Пришли в издательство. В небольшой комнате густо набилось народа. Все сидели какие-то пожилые дамы. Особенно мне запомнилась одна: на ней было желтое платье, а в руках никогда мной не виданный лорнет. Дядя Миша осмотрел зал и сказал несколько вступительных слов, смысл которых сводился к тому, что вот он недавно закончил рассказ, который сейчас и прочтет, потому что отчет писателя – это, в первую очередь, рассказ о том, что он сделал как писатель, вот это и надо обсуждать.
Затем Михаил Михайлович начал читать только что законченный рассказ «Полярный роман». Читал он, как всегда, мастерски. Как песню. Рассказ Михаил Михайлович прочел часа за полтора, затем замолчал, захлопнул папку и поднял глаза, чтобы проверить, какое впечатление произвел рассказ на собравшихся.
Но зал молчал. Потом откуда-то из последних рядов пополз вверх плакатик, на котором было [крупно] написано: «А взято уже 6000 рублей!» Это подняла его та самая дама в ярко-желтом платье.
И снова тишина.
– Кто желает слова? – снова спросил председательствующий. – Я думаю, что рассказ Михаила Пришвина представляет определенный интерес и вызовет оживленные прения.
Молчание. Только дамы шушукаются между собой.
– Так кто желает слова? – снова спросил председательствующий.
Снова молчание, которое становилось просто неудобным. Потом раздался голос:
– Дайте мне, я скажу несколько слов…
Это произнес, поднимаясь, высокий, мешковато сложенный мужчина с огромными, постоянно двигающимися руками. Он начал свою речь вкрадчивым, ласкающим голосом:
– Дорогой Михаил Михайлович!..
– Кто это? – тихо шепнул я на ухо Леве.
– Ося Брик, – ответил Лева. [– У него есть отчество, но его никто не знает, все говорят: Ося да Ося.]

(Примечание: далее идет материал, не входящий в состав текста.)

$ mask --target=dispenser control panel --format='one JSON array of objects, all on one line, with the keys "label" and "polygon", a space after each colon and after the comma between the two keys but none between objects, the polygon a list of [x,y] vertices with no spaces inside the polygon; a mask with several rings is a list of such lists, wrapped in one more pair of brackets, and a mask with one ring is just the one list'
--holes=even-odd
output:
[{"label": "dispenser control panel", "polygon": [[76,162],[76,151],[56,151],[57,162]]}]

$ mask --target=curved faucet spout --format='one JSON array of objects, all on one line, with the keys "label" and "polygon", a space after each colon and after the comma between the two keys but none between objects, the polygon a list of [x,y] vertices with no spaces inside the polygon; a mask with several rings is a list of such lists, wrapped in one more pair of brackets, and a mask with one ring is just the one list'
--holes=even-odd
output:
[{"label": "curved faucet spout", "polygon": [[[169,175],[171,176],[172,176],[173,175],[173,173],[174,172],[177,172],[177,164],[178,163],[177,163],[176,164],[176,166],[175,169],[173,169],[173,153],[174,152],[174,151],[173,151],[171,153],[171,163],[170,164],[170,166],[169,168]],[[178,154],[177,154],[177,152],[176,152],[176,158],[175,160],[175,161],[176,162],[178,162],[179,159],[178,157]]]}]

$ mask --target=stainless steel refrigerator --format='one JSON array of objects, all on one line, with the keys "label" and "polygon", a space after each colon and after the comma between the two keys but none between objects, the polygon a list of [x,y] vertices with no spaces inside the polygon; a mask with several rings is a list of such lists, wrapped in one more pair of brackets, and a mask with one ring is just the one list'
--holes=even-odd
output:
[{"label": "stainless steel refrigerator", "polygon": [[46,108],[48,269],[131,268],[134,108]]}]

– Дорогой Михаил Михайлович! Мы все знаем вас как непревзойденного мастера короткого рассказа. Вы великолепно строите сюжет, у вас все как будто вытекает одно из другого. Вот и сейчас вы представили на наш суд свой рассказ «Полярный роман». Рассказ написан превосходно, все детали очерчены выпукло, как бы просвечивают. Словом, все великолепно. Эту лисицу полярную мы видим, как живую. Но… – он сделал многозначительную паузу. Обвел глазами собравшихся и продолжал: – Но нет в вашем рассказе того, как это называется… Да, да, духа, советского духа… Вы не улыбайтесь, пожалуйста… Вот, к примеру, вы пишете о вороне, а у вас не чувствуется, что это наша, советская ворона…
– Как, как? – вскричал Михаил Михайлович. – Советская ворона?
– Да, да! – продолжал настаивать Брик. – Именно не чувствуется.
Конечно, сердцу не прикажешь… Вот так… Вот и все, что я хотел сказать…
[По мере того как говорили другие ораторы, Михаил Михайлович все больше и больше наливался краской. Он начал понимать, что происходит: это была во всех деталях продуманная, тщательно взвешенная травля писателя. ] Руки Михаила Михайловича лихорадочно шарили по столу, собирая листки рукописи. Наконец он встал и попросил слова.